Clotrimazole troches induce supratherapeutic blood levels of sirolimus and tacrolimus in an allogeneic hematopoietic cell-transplant recipient resulting in acute kidney injury.

Allogeneic hematopoietic cell transplantation is a potential curative treatment option for various malignant and nonmalignant hematologic disorders. Patients undergoing an allogeneic hematopoietic cell transplant are prescribed immune-suppressant therapies to facilitate hematopoietic donor-cell engraftment and prevent graft-versus-host disease.
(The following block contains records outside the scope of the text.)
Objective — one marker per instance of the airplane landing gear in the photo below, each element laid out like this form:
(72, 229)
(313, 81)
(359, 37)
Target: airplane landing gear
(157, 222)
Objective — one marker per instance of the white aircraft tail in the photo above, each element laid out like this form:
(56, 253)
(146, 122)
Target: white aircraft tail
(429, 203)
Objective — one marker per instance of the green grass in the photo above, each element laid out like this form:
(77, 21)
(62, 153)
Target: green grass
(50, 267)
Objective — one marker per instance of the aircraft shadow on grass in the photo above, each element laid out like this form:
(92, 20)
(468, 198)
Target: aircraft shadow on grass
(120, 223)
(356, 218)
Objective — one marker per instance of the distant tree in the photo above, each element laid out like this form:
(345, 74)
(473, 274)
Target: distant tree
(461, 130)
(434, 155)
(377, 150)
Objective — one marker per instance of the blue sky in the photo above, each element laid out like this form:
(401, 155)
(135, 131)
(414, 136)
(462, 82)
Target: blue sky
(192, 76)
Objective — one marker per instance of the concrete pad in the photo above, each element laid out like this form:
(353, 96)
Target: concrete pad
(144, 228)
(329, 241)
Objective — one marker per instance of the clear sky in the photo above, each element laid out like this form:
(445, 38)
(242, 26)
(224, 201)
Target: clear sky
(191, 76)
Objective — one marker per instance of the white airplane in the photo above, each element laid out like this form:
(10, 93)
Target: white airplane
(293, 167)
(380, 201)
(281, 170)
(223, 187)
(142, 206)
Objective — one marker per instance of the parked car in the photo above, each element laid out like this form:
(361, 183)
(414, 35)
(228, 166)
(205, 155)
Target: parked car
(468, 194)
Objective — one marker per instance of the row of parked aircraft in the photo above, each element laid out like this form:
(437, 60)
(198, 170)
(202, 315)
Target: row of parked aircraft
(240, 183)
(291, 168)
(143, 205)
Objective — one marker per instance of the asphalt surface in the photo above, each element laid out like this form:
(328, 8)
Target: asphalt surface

Drug-drug interactions may occur, owing to exposure to complex multidrug regimens with narrow therapeutic windows and high toxicity profiles. Here, we describe a unique case of a 65-year-old man with poor-risk acute myeloid leukemia who underwent a matched-sibling hematopoietic cell allograft. Sirolimus and tacrolimus were used for graft-versus-host disease prophylaxis. He developed oral thrush requiring treatment with clotrimazole troches, which subsequently resulted in serious renal toxicity attributed to supratherapeutic levels of sirolimus and tacrolimus. Patient renal function improved after temporarily holding both immune suppressants, and administering phenytoin to help induce sirolimus and tacrolimus metabolism. This case highlights sudden and serious toxicities that resulted from clotrimazole-sirolimus and clotrimazole-tacrolimus drug-drug interactions, even when administered topically.